3. Presentes junto a la mesa del Señor, escuchasteis: El Señor esté con vosotros. Eso mismo solemos decir cuando os saludamos desde el presbiterio y cuantas veces pronunciamos alguna oración. El motivo es que nos conviene tener al Señor siempre a nuestro lado, dado que sin él nada somos. Considerad lo que sonó en vuestros oídos, lo que decís ante el altar de Dios. En cierto modo, os sometemos a un interrogatorio y os dirigimos una exhortación al decir: Levantemos el corazón. No lo tengáis por los suelos; el corazón se pudre al contacto con la tierra; levantadlo hacia el cielo. ¿Hacia dónde hay que levantar el corazón? ¿Cómo respondéis? ¿Hacia dónde levantáis el corazón? Lo tenemos levantado hacia el Señor.
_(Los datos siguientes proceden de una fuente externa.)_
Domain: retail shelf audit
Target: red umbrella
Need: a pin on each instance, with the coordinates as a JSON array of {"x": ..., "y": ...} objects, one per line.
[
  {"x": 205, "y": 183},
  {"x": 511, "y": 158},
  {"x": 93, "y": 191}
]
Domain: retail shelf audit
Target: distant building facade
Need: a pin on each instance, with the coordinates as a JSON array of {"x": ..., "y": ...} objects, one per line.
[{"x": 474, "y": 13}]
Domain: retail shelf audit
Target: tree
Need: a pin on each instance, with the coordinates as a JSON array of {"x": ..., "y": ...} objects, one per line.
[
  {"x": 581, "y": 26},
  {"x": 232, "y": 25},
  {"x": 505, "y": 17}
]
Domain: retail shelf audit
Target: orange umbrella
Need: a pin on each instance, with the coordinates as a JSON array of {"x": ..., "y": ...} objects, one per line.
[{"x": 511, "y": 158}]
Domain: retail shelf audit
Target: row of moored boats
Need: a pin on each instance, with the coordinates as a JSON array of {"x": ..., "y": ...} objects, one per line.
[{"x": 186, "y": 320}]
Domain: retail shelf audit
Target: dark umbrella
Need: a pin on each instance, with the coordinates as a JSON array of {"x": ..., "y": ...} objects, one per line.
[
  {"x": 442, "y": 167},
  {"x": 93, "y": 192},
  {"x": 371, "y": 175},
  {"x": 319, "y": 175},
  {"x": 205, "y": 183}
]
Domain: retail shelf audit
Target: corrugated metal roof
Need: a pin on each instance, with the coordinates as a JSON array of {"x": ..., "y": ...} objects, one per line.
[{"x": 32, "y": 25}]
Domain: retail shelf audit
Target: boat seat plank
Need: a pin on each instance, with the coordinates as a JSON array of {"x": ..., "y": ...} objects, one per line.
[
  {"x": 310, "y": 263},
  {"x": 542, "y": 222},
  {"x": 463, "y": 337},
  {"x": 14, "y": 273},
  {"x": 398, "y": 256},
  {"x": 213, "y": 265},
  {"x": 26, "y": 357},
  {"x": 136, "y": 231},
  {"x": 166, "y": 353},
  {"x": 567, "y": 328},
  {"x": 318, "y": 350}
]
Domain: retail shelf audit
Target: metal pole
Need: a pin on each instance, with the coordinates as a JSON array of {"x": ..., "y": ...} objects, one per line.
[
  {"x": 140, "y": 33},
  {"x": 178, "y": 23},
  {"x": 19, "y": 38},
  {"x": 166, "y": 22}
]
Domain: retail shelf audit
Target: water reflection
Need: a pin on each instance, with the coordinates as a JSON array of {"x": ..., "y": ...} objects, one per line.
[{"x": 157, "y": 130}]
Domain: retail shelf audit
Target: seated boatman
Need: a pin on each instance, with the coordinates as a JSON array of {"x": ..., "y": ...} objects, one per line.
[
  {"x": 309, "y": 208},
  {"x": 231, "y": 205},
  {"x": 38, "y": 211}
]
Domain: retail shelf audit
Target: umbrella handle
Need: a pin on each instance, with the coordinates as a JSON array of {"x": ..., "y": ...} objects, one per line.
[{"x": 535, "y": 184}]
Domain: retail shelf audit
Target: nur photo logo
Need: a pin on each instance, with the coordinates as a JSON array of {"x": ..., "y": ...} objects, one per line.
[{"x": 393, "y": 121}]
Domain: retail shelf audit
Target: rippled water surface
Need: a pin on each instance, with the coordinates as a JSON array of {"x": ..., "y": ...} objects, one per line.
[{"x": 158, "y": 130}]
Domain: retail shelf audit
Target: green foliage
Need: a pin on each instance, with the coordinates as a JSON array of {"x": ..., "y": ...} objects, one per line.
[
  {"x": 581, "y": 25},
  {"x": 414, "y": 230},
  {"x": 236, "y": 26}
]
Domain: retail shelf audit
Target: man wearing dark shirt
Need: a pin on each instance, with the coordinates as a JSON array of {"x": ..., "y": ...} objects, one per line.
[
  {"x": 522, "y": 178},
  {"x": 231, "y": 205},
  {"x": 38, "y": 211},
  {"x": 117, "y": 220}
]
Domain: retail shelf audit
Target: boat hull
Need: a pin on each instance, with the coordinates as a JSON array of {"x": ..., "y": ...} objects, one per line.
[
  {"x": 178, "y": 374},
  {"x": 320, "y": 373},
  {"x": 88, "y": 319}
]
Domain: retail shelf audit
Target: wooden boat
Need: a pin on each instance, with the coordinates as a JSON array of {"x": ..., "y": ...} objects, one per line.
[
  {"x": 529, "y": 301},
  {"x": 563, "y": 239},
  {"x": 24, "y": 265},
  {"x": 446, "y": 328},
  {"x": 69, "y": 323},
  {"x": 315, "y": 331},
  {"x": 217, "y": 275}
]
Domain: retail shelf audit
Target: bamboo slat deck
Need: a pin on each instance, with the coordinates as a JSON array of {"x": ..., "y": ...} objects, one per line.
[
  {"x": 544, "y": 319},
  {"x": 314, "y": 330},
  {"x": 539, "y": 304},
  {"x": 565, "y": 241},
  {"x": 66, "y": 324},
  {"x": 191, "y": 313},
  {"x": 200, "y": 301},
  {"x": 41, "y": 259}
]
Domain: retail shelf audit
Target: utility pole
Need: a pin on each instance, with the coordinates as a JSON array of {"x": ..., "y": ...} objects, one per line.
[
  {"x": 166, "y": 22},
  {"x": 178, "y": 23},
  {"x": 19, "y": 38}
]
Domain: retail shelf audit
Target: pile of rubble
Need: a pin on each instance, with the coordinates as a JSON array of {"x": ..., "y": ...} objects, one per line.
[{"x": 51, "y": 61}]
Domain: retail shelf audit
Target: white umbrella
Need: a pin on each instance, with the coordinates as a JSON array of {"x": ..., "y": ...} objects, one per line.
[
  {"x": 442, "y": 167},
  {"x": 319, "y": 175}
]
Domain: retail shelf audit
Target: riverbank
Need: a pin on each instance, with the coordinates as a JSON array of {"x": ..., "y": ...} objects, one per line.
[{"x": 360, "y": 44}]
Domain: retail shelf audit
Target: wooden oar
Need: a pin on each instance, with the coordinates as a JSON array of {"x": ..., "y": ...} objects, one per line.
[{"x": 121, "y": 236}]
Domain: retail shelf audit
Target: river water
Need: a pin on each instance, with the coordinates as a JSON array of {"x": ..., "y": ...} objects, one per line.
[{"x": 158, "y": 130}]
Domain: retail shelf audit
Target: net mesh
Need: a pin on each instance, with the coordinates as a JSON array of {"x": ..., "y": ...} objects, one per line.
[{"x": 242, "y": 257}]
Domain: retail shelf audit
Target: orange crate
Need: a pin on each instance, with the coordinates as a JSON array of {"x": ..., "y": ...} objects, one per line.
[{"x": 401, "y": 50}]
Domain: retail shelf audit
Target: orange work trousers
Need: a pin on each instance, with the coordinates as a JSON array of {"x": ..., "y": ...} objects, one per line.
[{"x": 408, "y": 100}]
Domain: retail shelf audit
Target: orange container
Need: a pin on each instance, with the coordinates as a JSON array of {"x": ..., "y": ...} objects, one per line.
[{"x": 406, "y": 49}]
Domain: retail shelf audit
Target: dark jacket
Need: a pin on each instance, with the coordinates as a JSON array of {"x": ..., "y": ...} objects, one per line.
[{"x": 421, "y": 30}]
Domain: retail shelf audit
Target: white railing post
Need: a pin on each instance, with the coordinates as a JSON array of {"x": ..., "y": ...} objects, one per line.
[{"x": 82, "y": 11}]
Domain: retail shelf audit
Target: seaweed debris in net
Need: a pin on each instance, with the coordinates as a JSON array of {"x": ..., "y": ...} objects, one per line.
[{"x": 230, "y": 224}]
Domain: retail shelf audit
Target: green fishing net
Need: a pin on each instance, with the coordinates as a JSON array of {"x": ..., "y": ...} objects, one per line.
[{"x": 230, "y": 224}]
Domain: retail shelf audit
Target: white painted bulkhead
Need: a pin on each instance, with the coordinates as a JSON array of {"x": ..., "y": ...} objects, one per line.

En efecto, el mismo tener levantado el corazón, a veces es cosa buena, a veces mala. ¿Cómo que es mala? Es mala en aquellos de quienes se dijo: Los derribaste cuando se ensalzaban5. Tener el corazón en alto, si no es hacia el Señor, no es justicia sino soberbia. Por este motivo, cuando decimos: Levantemos el corazón, dado que también la soberbia puede mantenerlo elevado, respondéis: Lo tenemos levantado hacia el Señor. Por tanto, estamos ante una condescendencia, no ante un motivo de orgullo. Y si es condescendencia el que tengamos el corazón levantado hacia el Señor, ¿es obra nuestra? ¿Es resultado de nuestras fuerzas? ¿Levantamos nosotros al cielo la tierra que éramos? En ningún modo. Dios lo hizo, Dios tuvo esa condescendencia, él extendió su mano, Dios otorgó su gracia, Dios elevó lo que estaba caído. Por ello, para que no os atribuyáis el tener en alto el corazón al responder: Lo tenemos levantado hacia el Señor, a las palabras: Levantemos el corazón añadí: Demos gracias al Señor, nuestro Dios. Misterios éstos de breve duración, pero grandiosos. De breve duración, decimos, pero grandes para el corazón. Se trata de palabras que os decís en un abrir y cerrar de ojos, sin necesidad de libro, ni de lectura, ni de larga reflexión. Parad mientes en lo que sois y en lo que debéis continuar siendo para poder alcanzar las promesas de Dios. [Concluye el sermón sobre el santo domingo de Pascua].